To do its bit, each week, the R.O.L.E Foundation’s Public School Waste Management Program invites at least 20 children from three schools to the Zero Waste to Oceans Community Environment & Skill Center. “R.O.L.E. Foundation used to focus on massive clean ups on beaches. After several years of endless clean-ups, we realized that this was not enough and we needed to also focus on the root of the problem,” Rama says. “We believe that education is the key to solving the plastic waste problem. Children are much easier to teach about the dangers of plastic waste and how to prevent it.”
Each school that wished to participate in the program is assessed by an environmental educator sent by the R.O.L.E Foundation who determines how it can be best assisted. The students from each participating school are then invited to take part in workshops on topics such as waste separation, organic weaving, natural dyes, soap upcycling, sustainable business, marine life, composting, and sustainable agriculture. “After the workshops, we assess whether any changes have taken place at the schools. If the improvement is below our standard, we will invite the school for further workshops. All of this is free for Bali’s public school students, and includes school assessment, bus pickup, an eco passport and an upcycled bandana, as well as refreshments.”

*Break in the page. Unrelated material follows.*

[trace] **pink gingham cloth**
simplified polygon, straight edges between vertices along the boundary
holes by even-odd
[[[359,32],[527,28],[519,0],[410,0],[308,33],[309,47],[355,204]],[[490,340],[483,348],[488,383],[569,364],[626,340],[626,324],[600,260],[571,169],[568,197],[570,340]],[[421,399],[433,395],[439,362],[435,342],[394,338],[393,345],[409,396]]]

Plastic pollution and poor waste management has a negative affect on public health, tourism and anybody who relies on the natural resources of the sea. While marine pollution is not an easy problem to solve, events such as the Zero Waste to Oceans Conference give hope that things can change for the better. Rama agrees. “I used to think that Bali’s oceans were beyond help, but after seeing that there are more and more people becoming aware of the waste management problem, I have gained more confidence that something can be done about it,” he says. “If everybody does their bit, no matter how small, a ripple can be turned into a wave. We want Bali to show the world that it is possible to make the world’s oceans clean.”